Marilyn Monroe
Some Like it Hot, Billy Wilder
Marilyn Monroe (1926 – 1962)
By Estella Shardlow on Thursday 23rd September, 2010
Platinum waves, full red lips, sensual hourglass figure: all this makes up the iconic Marilyn Monroe aesthetic, one of the most recognisable faces of 20th century pop culture. As Clark Gable said: "Marilyn is a kind of ultimate. She is uniquely feminine. Everything she does is different, strange and exciting; from the way she talks to the way she uses that magnificent torso. She makes a man proud to be a man."
Born as Norma Jeane Mortensen in 1926 in Los Angeles, she spent most of her childhood in orphanages and foster homes. During World War Two she went to work in a munitions factory in Burbank, California and there she was noticed by the photographer David Conover, who was visiting to take pictures of women helping with the war effort for Yank magazine. Her modeling career overseen by the Blue Book agency took off and, inspired by celebrated actresses such as Lana Turner and Jean Harlow, she enrolled at drama school in 1946. Later that year she signed a contract with Twentieth Century Fox and promptly reinvented herself as Marilyn Monroe, bleaching her brunette hair and divorcing her husband Jimmy. The name was suggested by film executive Ben Lyon, taking her grandmother’s maiden name and inspired by the popular 20's actress Marilyn Miller.
She won small roles in a number of movies in her early 20’s with varied commercial and critical success. The Shocking Miss Pilgrim was the first of these, in 1947, but it was not until the Asphalt Jungle (1950) that Marilyn appeared in a consequential part. Over the next couple of years she played an ambitious starlet in the Oscar-winning movie All About Eve, a secretary in both As Young as You Feel and Monkey Business, and a babysitter in the drama Don’t Bother to Knock.
Playing femme fatale Rose Loomis in Niagra (1953) finally conferred star status upon Marilyn. Lead roles in Gentlemen Prefer Blondes and How to Marry a Millionaire followed, along with the accolade of being named Photoplay magazine’s Best New Actress of 1953.
1955 marked the beginning of Marilyn’s attempts to shed the ‘dumb blonde’ persona for which she’d become famous. She moved to New York to take acting classes with Lee Strasberg at his Actors' Studio and then founded her own company, Marilyn Monroe Productions. MMP films such as Bus Stop and The Prince and the Showgirl see the actress taking on meatier, more demanding roles and in 1959 she won her first major acting award - a Golden Globe for Best Actress in a Comedy for her performance in Some Like It Hot. Director Billy Wilder complained that the actress had been difficult to work with due to her unpredictable moods and tardiness, yet the film was by far the biggest success of both their careers. Marilyn married her third husband, playwright Arthur Miller, in 1956 and he wrote the part of Roslyn Taber in The Misfits (1961) for her.
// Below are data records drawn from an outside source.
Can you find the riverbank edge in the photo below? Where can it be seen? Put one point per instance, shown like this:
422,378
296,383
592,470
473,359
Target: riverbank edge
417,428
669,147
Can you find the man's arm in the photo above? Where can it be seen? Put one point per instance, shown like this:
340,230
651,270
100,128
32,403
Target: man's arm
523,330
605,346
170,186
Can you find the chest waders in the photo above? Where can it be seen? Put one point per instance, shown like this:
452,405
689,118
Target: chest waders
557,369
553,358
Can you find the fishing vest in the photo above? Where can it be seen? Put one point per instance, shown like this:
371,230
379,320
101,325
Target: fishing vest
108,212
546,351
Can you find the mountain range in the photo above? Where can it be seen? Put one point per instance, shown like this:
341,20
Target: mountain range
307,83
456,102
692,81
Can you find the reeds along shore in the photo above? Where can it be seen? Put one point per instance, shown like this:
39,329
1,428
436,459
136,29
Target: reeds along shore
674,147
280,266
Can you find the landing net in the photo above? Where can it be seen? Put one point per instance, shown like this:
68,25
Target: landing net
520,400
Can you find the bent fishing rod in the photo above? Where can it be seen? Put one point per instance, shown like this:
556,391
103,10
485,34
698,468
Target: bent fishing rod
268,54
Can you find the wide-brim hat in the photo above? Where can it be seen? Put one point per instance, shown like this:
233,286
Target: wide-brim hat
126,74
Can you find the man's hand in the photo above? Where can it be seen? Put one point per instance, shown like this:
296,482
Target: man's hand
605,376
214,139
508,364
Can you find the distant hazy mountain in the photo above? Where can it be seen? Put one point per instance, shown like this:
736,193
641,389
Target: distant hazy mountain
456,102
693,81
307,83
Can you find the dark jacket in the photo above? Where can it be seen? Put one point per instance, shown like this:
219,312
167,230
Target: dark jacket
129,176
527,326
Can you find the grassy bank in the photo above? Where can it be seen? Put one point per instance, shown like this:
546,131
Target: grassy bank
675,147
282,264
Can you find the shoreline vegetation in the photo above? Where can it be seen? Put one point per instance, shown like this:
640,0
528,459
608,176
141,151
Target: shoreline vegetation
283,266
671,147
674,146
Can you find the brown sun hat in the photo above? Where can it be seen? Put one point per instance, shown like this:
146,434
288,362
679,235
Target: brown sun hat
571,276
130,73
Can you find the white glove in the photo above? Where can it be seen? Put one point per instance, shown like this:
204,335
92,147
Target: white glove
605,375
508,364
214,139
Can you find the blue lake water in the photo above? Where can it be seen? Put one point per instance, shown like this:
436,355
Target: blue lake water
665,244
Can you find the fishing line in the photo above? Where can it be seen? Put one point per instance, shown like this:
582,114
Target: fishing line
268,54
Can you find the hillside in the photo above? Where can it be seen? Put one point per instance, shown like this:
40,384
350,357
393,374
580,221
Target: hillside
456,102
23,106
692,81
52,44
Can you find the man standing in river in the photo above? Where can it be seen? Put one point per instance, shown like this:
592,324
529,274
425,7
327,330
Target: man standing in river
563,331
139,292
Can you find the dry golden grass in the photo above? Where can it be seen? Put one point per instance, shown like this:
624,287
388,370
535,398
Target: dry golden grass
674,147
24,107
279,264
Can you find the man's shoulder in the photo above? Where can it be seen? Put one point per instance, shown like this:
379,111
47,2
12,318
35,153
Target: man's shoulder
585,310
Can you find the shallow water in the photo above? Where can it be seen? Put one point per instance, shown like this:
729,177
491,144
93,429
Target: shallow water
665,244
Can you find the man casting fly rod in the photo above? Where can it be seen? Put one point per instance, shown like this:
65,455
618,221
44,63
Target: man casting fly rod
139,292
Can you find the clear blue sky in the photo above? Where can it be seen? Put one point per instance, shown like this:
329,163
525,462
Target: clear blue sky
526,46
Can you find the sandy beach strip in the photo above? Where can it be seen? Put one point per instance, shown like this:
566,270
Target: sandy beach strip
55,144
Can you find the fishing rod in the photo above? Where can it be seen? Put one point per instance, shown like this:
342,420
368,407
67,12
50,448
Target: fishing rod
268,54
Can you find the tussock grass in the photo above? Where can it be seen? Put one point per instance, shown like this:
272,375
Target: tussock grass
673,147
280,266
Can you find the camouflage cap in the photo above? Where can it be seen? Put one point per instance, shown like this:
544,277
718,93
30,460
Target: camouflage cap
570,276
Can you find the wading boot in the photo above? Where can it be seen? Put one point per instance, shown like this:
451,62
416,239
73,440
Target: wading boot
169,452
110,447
This was to be her last completed film, in which she starred opposite Clarke Gable. Her final public appearance, meanwhile, was to sing Happy Birthday to President John F Kennedy in May 1962 wearing a shimmering floor length dress by Jean Louis.
Behind her glamourous persona, Marilyn’s life was a blighted with broken marriages, affairs, disruptive upbringing and an apparent discontent with the way in which the public perceived her. Life as a living doll was less sweet it would seem.
After her tragically premature death in 1962 (officially classed as ‘probable suicide’ although conspiracy theories abound), her star has far from faded. Enshrined in Andy Warhol’s famous print series, her image is still glimpsed all around us. The American Film Institute ranked Marilyn as the sixth greatest female star of all time in 1999 and she is rarely out of the Forbes list of top posthumous earners, highlighting her status as cinema’s most popular blonde bombshell.
VS Recommends: A new film My Week with Marilyn due out early 2011 tells the story of writer and film producer Colin Clark the week that he chaperoned Marilyn on the set of The Prince and the Showgirl.